I had hit rock bottom. Hard. Gave birth to my first child and sank into a deep depression…

Why

…. I felt alone, abandoned (which I was far from, just couldn’t feel it) and anxious. Right there, at the bottom of a deep steep well, I realized what I had needed so much during my life. Ideas and ideals started to form in my heart. The more I thought about it, the more it became clear. This is what the world needs. This will make it better. This will heal the world. 

I finally admitted to myself I couldn’t do it alone and once I could let go of all the shame (well, maybe not all of it) that had built up inside of me over the years, it dawned upon me that no-one really could. Do it alone. Life. Strangely that is exactly what we are trying to do these days. We are living our lives more and more individually and that is what is dispersing us humans. Every day we are drifting farther from what makes us human beings: real and meaningful, volatile or profound, human contact and living in connection with one another. Ironically, as we are more connected (in the narrow sense) than ever, we are actually losing the vital connection. With ourselves and with others.

I started thinking about old fashioned neighborhoods, about tribes and about a sense of community. About looking after each other and about being looked after. About being curious and interested in what friends and strangers have to tell you, what moves them, genuinely interested.

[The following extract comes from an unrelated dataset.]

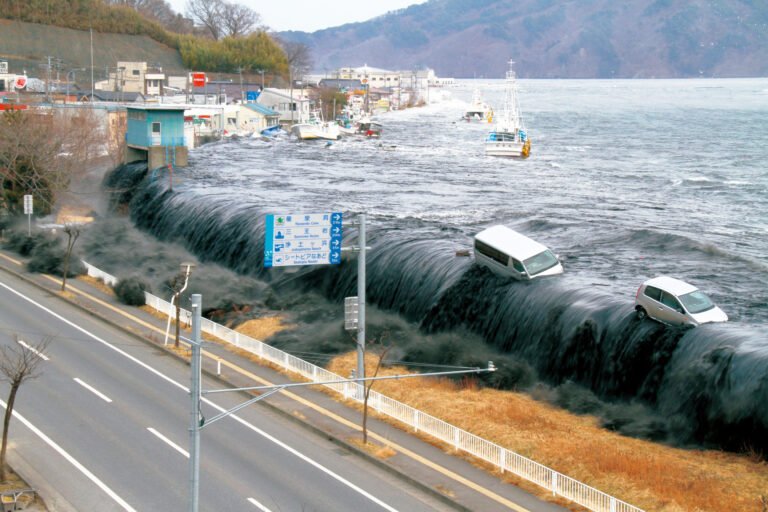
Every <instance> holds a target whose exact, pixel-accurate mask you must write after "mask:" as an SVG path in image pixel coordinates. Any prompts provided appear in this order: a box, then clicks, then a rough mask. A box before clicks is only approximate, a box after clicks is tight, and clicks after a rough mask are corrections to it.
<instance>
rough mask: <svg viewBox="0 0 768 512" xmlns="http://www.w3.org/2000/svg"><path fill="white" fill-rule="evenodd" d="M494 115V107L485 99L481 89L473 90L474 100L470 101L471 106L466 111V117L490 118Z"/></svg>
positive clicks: (489, 118)
mask: <svg viewBox="0 0 768 512" xmlns="http://www.w3.org/2000/svg"><path fill="white" fill-rule="evenodd" d="M492 116H493V109H492V108H491V107H490V106H489V105H488V104H487V103H485V102H484V101H483V96H482V95H481V94H480V90H479V89H475V90H474V91H472V100H471V101H470V102H469V108H467V110H466V112H464V119H466V120H467V121H471V120H472V119H480V120H481V121H484V120H489V119H490V118H491V117H492Z"/></svg>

About listening without judgement and being able to speak your heart and mind without being judged. About respect for all things living. About looking out for your neighbor, about being kind to ourselves and others.

If we tried, just made an effort every day, stepping into the world with this attitude, the world would be a better place, wouldn’t it? 

Right there, my bum still sealed to the bottom rocks, I think I felt what the essence of being human should be. A sentence came to mind, I must have read it somewhere: ‘I am because we are’. It is derived from the Ubuntu philosophy. This is a vast ancient African philosophy about which I could not begin to say anything sensible because it’s beyond my comprehension. The sentence, though, isn’t. I feel that. If you realize you can only be who you are or want to be because others are exactly that, all hate diminishes. All there really can be is love. Love for yourself, for all others and for the earth.

Take a minute and let that sink in. Can you feel it? 

It helped me and I started to slowly climb out of the darkness. My work was far from finished though, because I kept feeling the urge to bring this into the world. To help heal the world. I tried to let it go, believe me. I wasn’t able to. 

My ideology needed hands and feet to put it out there. So I worked on it, religiously. This is where ‘share, care, connect’ was created. Practicing ‘I am because we are’, for me anyway, is being able to share ourselves and our resources with others, caring for ourselves, others and the world genuinely and through that being able to live in connection with ourselves and one another. 

Time has come now. Time to counter individualism and hate and to start living more lovingly, to start a community built on this beautiful base. A community, a tribe, not instigated on where you are geographically but on where you are with your heart. People all over the world, sharing, caring and connecting. This community will heal the world. It will break individualism, fear and hatred. It will sow love. And that is what we are in such need of. 

No rules, no regulations. But feeling the need and acting the part. Being conscious about your life and that of others.

With the help of great people the I EM brand was created. I EM because WE ARE. In I EM, me and we are inseparably united. Living the I EM life means that you’re open, honest, with genuine attention, respectful, interested and connected. Think of what would happen if this was the basic attitude human beings would apply to life? 

Let’s emerge from the lonely wells we find ourselves in and reconnect. Are you ready? Let’s go!

In ‘I EM’, ME and WE are inseparably united.